The Kia project deals with the problem of
automatic summarization of videos via a fully automatic analysis of
audio and video data. Since we work on film data, the project name pays
homage to three famous film directors: Krzysztof
Kieslowski (1941-1996), Ingmar
Bergman (1918-) and Akira Kurosawa
(1910-1998).
Motivation
Automatic generation of video summaries represent an important subset
of the class of general content analysis problems. Potential
applications include: (a) creating summaries for browsing archival data
(b) dynamic real-time summaries (say one is late for an important
meeting; how to catch up quickly?) (c) In a pay-per-view television
scenario, summaries give the viewer (i.e. the content buyer) a better
understanding of the utility of the content about to be purchased.

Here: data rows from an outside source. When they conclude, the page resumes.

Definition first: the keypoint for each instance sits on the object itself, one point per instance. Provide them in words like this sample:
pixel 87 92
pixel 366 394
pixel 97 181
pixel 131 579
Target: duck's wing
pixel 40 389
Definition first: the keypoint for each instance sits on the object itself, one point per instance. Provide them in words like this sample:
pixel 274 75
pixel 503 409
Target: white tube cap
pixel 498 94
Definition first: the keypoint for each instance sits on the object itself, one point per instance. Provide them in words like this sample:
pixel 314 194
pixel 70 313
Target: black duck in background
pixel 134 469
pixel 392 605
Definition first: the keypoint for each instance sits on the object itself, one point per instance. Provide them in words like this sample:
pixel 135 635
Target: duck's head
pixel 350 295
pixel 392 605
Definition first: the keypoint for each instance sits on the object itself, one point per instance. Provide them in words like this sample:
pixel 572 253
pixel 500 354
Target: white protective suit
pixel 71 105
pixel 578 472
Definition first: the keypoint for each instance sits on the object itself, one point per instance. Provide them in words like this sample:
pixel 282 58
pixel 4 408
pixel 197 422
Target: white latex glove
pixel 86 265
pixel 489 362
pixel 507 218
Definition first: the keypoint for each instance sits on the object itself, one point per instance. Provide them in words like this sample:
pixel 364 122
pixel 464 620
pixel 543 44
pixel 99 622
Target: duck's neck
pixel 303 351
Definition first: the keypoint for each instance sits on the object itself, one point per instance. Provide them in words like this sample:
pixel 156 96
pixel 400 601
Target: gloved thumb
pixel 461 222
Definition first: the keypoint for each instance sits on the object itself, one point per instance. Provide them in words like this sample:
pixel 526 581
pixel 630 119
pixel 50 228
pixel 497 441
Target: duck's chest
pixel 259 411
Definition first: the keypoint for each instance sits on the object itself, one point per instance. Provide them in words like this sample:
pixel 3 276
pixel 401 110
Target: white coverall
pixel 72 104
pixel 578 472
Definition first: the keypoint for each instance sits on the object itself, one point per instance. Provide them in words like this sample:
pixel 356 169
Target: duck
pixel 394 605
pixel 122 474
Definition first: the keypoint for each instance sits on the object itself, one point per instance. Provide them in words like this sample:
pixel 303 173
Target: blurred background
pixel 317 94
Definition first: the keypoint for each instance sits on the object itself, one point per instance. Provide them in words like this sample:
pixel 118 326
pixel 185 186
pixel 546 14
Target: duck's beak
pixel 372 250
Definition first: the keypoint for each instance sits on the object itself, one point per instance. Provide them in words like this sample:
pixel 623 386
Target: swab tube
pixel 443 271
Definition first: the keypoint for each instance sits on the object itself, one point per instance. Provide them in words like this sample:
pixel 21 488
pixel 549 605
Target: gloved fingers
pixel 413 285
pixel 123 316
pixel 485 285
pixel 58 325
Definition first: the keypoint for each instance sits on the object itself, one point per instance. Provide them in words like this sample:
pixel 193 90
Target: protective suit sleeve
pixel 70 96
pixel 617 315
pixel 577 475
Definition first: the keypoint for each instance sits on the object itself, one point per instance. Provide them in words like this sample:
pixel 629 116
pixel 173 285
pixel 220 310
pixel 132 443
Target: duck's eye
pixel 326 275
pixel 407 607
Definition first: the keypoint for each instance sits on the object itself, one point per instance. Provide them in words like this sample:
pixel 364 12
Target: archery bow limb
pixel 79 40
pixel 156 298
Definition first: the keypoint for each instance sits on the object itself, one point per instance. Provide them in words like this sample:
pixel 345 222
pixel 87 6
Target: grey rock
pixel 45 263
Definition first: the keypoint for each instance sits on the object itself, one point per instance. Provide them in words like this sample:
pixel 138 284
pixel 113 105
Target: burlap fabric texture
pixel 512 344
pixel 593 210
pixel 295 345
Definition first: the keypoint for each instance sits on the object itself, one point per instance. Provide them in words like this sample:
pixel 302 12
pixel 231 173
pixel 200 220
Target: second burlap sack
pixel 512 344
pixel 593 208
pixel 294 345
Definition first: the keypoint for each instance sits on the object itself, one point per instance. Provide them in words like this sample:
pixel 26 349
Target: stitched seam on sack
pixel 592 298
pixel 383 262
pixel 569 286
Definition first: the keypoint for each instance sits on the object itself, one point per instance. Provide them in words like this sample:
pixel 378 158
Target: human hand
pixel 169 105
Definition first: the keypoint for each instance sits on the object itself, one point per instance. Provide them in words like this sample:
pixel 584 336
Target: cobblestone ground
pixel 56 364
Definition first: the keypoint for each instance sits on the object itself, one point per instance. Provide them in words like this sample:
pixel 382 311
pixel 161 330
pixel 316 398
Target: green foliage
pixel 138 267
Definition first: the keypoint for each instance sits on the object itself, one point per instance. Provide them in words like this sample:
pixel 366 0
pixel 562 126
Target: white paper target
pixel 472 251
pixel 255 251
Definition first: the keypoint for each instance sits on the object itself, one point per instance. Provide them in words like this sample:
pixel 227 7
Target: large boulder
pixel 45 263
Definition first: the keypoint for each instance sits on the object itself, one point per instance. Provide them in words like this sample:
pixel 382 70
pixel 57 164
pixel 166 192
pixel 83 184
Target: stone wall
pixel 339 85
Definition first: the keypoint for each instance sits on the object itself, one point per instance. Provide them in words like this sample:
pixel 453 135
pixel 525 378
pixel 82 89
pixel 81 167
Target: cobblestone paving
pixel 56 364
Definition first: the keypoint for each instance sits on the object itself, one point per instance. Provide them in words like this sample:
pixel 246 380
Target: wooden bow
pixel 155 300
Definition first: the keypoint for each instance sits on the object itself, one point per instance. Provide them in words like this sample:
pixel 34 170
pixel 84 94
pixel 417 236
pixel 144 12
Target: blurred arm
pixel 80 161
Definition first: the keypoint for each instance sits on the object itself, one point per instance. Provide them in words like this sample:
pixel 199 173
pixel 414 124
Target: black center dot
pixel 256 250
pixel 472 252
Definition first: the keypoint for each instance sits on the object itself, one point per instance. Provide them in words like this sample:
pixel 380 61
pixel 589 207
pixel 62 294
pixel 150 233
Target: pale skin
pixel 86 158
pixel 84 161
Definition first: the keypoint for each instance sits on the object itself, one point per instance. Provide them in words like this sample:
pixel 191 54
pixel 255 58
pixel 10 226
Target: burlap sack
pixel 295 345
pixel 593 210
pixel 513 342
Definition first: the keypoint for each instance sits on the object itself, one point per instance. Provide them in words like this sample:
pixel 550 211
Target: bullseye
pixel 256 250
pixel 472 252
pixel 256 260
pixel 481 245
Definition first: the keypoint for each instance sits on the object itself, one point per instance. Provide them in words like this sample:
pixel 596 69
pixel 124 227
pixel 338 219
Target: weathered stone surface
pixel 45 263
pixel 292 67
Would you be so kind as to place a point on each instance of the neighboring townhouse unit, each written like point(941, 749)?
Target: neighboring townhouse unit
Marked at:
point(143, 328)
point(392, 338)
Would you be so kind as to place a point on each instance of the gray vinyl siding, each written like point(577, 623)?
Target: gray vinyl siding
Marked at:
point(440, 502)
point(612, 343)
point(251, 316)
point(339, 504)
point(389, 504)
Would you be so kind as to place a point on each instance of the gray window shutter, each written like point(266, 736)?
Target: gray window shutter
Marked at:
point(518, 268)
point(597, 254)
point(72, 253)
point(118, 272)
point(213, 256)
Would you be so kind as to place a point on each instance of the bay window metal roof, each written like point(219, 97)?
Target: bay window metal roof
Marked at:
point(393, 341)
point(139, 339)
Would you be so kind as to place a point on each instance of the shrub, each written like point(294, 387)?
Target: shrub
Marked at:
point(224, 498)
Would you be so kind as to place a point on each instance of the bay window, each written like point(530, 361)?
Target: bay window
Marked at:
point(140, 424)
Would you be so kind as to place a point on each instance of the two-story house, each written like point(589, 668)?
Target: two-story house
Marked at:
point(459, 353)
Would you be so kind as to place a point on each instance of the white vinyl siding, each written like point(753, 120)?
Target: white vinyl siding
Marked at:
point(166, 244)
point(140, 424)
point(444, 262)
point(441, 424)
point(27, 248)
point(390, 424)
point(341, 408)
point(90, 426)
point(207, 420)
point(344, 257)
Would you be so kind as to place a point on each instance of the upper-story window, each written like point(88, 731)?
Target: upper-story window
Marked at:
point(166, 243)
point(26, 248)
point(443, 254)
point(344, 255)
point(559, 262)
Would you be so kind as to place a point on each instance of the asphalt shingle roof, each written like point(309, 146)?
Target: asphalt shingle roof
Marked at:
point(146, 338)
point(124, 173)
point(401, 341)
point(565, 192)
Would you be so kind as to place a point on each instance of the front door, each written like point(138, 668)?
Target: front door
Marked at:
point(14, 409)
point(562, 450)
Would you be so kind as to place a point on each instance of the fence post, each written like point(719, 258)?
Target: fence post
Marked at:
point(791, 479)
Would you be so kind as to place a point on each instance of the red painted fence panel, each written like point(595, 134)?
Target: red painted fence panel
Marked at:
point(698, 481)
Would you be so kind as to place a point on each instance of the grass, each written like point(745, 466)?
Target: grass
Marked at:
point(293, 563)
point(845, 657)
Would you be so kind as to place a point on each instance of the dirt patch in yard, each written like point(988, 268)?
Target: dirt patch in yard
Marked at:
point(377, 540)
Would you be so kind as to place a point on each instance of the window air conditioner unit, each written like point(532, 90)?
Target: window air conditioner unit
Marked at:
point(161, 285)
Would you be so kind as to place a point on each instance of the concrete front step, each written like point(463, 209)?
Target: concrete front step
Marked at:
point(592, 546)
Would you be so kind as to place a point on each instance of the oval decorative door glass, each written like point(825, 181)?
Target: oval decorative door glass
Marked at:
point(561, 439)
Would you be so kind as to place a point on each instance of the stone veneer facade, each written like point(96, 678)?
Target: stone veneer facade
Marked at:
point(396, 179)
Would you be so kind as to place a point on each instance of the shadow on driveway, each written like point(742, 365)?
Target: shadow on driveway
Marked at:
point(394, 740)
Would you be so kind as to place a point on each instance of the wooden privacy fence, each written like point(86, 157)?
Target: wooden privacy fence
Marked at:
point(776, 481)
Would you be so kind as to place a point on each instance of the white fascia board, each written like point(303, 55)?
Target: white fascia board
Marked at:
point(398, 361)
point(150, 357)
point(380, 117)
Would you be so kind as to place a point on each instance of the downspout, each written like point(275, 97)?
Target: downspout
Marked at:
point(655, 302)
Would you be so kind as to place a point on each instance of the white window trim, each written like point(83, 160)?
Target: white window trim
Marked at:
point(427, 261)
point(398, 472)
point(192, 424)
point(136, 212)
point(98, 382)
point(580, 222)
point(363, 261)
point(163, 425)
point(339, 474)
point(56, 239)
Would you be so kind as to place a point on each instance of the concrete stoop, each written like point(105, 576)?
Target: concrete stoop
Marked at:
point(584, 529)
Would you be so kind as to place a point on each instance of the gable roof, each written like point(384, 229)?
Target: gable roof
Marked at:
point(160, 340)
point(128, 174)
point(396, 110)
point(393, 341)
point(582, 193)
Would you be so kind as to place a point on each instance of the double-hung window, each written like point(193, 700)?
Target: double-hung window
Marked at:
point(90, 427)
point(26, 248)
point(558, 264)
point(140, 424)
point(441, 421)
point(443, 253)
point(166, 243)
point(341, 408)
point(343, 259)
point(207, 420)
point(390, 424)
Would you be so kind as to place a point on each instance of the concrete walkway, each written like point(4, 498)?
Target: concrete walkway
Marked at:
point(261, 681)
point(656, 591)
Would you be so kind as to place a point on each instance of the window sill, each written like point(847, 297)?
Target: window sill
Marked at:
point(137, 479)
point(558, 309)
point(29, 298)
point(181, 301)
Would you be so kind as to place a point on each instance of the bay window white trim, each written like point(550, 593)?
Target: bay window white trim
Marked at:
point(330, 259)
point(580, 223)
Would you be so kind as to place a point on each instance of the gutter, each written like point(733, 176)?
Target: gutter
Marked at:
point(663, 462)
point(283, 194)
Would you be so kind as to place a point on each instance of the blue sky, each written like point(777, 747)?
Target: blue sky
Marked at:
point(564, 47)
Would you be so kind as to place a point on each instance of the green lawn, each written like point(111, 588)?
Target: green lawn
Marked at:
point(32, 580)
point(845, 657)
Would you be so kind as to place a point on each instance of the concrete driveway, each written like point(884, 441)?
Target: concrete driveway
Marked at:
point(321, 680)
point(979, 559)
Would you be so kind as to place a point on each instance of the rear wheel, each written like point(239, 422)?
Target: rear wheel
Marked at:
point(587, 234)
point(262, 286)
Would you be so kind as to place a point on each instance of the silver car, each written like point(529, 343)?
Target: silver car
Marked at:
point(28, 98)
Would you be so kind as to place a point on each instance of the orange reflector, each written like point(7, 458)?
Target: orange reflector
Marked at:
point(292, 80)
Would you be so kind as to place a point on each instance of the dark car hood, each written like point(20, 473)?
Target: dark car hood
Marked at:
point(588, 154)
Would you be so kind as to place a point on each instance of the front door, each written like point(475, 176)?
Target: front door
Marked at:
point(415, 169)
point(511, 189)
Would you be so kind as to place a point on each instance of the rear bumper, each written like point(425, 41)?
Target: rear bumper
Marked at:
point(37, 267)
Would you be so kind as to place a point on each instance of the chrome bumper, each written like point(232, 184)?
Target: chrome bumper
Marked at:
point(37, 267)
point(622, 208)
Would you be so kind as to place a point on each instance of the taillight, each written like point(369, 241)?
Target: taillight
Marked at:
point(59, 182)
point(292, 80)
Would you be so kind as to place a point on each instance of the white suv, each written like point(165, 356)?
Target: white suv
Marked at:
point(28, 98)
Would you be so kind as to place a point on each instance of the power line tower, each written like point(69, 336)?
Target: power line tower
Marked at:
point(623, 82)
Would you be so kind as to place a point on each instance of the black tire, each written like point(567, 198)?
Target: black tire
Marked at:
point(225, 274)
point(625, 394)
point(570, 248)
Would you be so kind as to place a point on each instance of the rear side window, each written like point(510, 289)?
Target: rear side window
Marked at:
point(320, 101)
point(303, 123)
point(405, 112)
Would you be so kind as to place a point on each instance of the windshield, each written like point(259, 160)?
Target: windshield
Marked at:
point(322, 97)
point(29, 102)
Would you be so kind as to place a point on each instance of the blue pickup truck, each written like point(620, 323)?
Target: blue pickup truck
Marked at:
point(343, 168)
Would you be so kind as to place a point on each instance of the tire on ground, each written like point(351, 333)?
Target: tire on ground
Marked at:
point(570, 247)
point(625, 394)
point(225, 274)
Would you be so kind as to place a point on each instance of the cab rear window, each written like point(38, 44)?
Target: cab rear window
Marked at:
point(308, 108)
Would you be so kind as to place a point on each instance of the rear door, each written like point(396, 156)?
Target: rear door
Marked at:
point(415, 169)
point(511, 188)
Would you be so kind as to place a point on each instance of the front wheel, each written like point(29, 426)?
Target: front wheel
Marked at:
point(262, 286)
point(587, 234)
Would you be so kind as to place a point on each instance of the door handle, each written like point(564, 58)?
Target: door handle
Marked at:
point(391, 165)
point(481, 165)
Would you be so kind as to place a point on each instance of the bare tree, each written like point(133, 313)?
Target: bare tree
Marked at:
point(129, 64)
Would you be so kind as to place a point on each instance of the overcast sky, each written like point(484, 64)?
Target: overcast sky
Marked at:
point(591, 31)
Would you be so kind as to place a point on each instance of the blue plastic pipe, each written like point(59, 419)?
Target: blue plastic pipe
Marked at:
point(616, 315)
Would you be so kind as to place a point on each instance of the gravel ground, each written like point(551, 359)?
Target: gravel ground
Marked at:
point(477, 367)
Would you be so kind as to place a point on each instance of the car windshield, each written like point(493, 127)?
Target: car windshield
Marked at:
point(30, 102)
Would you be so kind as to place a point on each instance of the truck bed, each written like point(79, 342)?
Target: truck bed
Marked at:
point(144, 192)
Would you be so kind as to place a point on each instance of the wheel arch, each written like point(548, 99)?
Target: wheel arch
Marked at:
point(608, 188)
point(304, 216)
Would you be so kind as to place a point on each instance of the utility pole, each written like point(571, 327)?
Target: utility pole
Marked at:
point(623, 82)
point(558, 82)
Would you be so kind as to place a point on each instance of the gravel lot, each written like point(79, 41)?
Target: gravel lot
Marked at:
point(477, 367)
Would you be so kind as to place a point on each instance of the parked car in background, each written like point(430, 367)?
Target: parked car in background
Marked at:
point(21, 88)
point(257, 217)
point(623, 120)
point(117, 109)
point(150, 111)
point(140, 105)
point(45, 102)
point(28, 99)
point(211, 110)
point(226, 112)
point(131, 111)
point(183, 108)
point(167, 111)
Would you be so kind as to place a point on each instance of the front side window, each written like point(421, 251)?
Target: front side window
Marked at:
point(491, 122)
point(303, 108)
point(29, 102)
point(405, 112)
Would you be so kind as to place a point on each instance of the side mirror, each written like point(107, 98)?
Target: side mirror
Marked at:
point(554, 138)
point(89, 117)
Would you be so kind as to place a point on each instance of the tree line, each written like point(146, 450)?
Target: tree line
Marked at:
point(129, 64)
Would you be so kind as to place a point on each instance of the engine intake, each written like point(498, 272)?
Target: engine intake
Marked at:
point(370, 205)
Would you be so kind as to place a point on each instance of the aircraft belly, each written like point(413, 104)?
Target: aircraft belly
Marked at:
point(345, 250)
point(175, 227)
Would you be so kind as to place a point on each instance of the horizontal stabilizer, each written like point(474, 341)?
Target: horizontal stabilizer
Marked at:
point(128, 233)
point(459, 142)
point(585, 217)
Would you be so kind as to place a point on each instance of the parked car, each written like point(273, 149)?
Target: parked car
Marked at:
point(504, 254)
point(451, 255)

Television programs that generate massive amounts of data, will make
manual creation of summaries expensive.
Related
Techniques
There are two existing methods to create summaries:
- Shot key-frames based image summary
- Video skims
An image summary is a collection of important key-frames arranged in
time-order. This enables the viewer to "look" at the
entire video, using a small number of key-frames. Then, by
clicking on an image he can then jump to the video corresponding to that
shot key-frame. However, there are a few difficulties: (a) selecting
good key-frames through shot-clustering is a challenging problem. (b)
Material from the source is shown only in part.